The action exposes two outputs you can use in subsequent workflow steps:
OutputDescription
analysis-atISO timestamp for when the post-deploy analysis will run
queuedtrue if the analysis was successfully queued

Request body (optional)

The request body is optional. If provided, the metadata is stored with the analysis for reference.
FieldTypeDescription
commit_shastringGit commit SHA that was deployed
branchstringBranch that was deployed
environmentstringDeployment environment (e.g. “production”)

Response

A successful webhook returns 202 Accepted:
{
  "queued": true,
  "analysis_at": "2026-05-30T15:30:00.000Z",
  "connector_name": "GCP Production"
}

Pre-deploy baseline

Flare needs a “before” snapshot to compare against. The pre-deploy lookback window matches your connector’s scheduled run frequency:
Your schedulePre-deploy window
Every hour1 hour before deploy
Every 6 hours6 hours before deploy
Every 24 hours24 hours before deploy
No schedule set1 hour before deploy (default)
This makes the comparison consistent with what you already consider “normal activity” for that connector.

Debouncing

If your CI/CD fires the webhook multiple times in quick succession (e.g., multiple merges, failed deploys, retries), Flare debounces automatically. Only the most recent deploy gets analyzed. Earlier pending deploys are overwritten. This means you won’t waste analysis credits on intermediate deployment states — Flare always analyzes the final state.

Viewing results

Deploy analyses appear in your Analyses history with a green Post-deploy badge. The analysis name includes the commit SHA when provided (e.g., “Post-deploy abc1234 - GCP Production”). The anomaly results include a changeType for each finding:
  • New — this value appeared only after the deploy
  • Frequency shift — this value existed before but at a different rate
  • Disappeared — this value was present before but absent after the deploy

Revoking a token

From the Connectors page, click Revoke token in the Deploy webhook section. This immediately invalidates the token — all CI/CD pipelines using it will receive 401 Unauthorized. Any pending deploy analyses for that connector are also cancelled. Generate a new token if you need to re-enable the webhook.
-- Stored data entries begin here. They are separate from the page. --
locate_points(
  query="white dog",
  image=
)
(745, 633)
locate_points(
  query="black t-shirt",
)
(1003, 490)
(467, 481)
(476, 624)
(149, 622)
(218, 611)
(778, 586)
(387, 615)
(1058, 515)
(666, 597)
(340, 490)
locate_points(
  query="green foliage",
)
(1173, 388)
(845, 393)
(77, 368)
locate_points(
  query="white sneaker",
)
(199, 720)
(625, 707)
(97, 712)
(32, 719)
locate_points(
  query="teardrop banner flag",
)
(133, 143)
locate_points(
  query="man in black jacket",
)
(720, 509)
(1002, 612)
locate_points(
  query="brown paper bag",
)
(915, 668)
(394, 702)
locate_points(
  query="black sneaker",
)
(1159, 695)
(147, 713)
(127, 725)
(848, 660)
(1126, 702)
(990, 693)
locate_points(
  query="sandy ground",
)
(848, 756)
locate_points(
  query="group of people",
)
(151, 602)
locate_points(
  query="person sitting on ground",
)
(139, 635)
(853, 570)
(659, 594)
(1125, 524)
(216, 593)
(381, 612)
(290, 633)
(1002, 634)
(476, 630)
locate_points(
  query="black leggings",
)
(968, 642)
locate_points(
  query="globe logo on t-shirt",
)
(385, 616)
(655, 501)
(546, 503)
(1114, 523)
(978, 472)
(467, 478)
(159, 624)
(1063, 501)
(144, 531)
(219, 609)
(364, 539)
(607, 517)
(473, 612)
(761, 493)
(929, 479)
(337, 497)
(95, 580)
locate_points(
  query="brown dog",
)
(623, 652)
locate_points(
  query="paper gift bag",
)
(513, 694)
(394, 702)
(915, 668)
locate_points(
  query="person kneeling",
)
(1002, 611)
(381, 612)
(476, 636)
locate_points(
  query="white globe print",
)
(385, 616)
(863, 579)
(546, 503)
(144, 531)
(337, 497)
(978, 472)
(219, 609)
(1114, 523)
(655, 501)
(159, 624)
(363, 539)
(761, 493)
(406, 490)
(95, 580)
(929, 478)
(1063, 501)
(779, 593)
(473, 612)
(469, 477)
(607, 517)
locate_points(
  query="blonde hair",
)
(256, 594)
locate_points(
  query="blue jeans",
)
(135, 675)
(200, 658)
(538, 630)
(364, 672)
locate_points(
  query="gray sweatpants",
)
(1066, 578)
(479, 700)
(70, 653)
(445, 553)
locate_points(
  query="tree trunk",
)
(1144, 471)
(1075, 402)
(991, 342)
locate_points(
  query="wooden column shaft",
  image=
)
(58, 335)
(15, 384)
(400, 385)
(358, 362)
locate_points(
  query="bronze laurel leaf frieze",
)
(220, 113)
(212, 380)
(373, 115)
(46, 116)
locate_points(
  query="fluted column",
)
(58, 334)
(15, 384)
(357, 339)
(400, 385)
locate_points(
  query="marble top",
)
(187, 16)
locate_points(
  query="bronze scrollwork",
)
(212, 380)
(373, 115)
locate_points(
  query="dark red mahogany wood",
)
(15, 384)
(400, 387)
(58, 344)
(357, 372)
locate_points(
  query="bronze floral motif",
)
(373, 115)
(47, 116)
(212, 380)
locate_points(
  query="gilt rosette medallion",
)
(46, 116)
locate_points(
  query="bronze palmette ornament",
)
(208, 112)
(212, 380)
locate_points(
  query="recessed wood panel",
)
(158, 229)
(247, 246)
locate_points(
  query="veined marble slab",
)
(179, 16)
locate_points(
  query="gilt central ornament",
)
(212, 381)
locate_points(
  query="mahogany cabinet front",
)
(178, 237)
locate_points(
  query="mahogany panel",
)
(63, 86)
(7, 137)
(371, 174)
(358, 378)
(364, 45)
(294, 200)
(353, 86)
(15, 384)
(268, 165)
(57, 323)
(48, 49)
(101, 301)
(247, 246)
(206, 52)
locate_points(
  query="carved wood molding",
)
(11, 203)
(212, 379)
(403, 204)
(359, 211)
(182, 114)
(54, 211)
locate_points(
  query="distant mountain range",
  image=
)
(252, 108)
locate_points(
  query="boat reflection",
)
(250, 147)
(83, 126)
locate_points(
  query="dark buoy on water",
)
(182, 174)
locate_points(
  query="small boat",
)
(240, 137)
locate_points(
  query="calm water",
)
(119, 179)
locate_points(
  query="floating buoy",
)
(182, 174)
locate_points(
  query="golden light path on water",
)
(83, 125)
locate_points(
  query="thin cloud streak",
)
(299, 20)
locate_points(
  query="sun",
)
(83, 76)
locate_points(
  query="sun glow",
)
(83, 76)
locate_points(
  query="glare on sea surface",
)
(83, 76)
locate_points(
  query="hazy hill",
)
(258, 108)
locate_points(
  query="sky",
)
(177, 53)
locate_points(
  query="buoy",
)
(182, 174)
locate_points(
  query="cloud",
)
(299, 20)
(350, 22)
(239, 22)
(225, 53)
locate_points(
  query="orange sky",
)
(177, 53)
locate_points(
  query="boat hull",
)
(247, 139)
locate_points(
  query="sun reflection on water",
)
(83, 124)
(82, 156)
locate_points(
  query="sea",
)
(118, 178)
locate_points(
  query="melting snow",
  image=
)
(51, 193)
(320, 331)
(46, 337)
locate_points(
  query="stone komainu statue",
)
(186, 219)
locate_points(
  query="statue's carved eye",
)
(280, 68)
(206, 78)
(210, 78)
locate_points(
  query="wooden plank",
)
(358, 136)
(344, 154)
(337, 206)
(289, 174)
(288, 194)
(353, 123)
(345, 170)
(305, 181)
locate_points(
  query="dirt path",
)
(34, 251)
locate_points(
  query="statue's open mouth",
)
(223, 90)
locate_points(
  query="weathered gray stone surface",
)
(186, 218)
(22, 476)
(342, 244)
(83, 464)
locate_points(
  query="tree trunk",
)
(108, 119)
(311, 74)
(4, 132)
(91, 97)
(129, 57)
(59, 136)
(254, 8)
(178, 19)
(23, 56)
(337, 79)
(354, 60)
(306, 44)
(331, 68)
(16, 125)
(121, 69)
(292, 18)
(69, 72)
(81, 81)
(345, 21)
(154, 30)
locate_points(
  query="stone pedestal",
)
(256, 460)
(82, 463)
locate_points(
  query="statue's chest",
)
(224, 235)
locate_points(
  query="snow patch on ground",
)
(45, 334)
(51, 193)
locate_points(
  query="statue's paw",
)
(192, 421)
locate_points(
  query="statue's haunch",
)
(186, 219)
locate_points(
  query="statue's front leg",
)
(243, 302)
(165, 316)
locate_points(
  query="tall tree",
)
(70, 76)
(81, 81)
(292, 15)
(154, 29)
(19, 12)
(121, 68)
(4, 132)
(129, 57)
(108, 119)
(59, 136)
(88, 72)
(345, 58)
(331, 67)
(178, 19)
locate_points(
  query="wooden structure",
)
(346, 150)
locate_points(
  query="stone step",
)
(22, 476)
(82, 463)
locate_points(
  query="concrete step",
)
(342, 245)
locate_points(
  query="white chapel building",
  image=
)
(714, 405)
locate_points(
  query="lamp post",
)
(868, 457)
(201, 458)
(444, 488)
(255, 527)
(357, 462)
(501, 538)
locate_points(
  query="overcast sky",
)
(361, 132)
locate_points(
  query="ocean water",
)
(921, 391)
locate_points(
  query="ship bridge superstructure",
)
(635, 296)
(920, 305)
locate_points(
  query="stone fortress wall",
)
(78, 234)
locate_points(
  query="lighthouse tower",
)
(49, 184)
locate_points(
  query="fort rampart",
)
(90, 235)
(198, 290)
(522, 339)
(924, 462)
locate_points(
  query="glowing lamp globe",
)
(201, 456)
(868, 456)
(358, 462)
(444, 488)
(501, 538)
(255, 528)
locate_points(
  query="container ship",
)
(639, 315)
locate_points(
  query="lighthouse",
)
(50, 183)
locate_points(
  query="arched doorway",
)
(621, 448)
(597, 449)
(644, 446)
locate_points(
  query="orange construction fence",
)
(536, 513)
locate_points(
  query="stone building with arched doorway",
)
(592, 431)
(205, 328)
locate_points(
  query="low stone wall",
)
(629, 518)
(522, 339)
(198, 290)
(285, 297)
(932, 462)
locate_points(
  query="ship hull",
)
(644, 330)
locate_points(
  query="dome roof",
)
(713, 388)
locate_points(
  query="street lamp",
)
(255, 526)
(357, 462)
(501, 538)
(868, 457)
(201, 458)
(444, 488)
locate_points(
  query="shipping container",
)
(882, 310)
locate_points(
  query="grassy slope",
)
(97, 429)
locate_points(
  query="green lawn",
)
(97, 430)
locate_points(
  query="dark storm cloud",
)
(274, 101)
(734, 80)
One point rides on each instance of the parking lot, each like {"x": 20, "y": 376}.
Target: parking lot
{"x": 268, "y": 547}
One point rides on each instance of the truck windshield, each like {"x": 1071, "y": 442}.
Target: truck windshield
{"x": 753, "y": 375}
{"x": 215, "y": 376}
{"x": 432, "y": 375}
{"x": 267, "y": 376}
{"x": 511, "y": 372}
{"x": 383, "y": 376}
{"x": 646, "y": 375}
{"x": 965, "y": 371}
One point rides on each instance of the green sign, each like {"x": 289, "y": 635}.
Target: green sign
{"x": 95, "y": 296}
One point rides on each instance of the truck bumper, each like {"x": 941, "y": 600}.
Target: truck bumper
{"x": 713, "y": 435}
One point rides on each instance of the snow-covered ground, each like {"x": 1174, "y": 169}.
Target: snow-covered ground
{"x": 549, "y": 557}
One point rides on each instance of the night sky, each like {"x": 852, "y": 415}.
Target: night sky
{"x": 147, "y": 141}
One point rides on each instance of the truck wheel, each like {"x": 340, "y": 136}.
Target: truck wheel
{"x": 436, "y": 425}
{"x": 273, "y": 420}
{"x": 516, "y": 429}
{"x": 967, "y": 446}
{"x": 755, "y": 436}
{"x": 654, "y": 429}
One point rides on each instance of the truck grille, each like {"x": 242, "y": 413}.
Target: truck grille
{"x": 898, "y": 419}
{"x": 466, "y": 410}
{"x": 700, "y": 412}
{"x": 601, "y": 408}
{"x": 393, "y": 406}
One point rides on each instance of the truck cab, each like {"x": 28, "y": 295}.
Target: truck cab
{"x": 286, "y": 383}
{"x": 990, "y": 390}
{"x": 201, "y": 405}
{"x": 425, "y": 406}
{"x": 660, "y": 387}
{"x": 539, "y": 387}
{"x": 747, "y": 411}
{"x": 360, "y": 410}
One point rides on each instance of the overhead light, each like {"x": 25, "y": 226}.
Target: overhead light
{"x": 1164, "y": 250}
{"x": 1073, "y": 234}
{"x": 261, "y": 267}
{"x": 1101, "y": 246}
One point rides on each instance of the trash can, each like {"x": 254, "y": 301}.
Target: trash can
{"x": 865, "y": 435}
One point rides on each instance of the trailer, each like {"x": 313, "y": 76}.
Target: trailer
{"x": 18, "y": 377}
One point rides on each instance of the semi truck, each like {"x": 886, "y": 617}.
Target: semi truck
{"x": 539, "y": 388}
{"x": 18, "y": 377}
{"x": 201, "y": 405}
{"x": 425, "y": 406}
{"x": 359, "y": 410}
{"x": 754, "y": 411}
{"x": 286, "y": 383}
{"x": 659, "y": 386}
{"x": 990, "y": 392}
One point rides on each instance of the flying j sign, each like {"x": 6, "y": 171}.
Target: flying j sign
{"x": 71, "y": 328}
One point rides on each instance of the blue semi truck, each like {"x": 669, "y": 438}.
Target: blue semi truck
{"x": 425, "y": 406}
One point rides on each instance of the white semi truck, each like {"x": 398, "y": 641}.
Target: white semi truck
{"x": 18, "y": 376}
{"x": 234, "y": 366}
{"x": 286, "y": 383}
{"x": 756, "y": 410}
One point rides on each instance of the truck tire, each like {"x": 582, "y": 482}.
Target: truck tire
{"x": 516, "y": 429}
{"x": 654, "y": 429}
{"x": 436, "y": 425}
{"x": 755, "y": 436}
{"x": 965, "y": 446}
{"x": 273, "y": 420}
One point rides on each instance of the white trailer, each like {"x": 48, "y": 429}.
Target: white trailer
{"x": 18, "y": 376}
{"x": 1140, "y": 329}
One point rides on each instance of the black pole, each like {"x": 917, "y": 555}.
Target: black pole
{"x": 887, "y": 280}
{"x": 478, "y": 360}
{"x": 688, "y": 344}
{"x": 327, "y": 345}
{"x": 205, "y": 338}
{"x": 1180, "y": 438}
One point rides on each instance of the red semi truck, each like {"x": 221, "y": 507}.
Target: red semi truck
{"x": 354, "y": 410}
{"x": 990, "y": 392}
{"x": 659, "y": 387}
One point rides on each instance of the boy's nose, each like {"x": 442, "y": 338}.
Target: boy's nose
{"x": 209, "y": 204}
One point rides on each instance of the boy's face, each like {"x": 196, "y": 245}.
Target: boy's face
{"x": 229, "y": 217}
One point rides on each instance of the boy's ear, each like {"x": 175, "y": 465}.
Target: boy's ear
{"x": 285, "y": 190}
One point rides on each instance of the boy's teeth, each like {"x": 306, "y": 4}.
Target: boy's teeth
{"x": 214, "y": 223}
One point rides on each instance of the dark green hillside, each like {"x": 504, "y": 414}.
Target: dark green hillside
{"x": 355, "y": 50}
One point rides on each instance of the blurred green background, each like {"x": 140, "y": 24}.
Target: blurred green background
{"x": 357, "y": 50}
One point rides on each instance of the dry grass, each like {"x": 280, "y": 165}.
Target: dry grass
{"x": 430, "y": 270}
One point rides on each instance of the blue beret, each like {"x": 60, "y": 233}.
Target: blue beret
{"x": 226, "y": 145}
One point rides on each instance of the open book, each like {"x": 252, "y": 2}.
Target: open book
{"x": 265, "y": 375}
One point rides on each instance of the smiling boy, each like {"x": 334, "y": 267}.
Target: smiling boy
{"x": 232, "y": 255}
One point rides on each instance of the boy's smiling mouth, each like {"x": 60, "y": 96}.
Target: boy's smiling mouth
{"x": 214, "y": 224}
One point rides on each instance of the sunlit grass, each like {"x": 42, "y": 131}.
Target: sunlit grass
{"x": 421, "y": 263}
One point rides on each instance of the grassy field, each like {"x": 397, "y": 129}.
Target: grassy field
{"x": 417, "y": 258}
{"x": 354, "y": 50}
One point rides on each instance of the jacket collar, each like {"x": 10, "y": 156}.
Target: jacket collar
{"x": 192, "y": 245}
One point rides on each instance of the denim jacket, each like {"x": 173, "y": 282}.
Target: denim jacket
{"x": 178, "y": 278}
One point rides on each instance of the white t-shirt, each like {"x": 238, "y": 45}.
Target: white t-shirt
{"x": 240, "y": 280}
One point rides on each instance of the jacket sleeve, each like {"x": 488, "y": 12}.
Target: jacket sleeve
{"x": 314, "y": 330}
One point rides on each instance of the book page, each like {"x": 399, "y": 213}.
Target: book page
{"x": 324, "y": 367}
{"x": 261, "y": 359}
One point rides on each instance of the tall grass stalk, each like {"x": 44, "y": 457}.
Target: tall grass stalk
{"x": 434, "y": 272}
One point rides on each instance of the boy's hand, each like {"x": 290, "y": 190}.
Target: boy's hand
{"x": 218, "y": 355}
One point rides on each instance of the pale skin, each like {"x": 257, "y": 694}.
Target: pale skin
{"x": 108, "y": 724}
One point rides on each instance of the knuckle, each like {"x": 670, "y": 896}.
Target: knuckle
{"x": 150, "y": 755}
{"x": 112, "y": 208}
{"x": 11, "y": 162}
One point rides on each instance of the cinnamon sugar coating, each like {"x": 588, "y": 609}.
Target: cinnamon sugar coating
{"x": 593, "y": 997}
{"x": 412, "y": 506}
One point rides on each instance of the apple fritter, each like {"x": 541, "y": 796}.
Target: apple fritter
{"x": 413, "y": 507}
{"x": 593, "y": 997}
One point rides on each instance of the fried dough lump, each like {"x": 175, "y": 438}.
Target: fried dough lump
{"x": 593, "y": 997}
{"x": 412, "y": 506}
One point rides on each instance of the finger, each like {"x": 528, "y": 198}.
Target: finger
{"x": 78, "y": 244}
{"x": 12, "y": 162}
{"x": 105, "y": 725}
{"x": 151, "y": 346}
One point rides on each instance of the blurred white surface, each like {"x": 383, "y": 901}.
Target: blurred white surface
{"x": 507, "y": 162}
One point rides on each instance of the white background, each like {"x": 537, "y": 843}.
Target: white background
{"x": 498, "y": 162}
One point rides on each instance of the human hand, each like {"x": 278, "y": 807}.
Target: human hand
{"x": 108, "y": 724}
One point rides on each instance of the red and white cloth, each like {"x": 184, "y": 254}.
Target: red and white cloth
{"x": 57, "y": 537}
Combining with scheduled runs

Deploy webhooks and scheduled runs work independently on the same connector. You can (and should) use both:
  • Scheduled runs catch anomalies during normal operations
  • Deploy webhooks catch anomalies specifically introduced by deployments
Both appear in the same Analyses history. The badges (“Scheduled” and “Post-deploy”) help you distinguish them.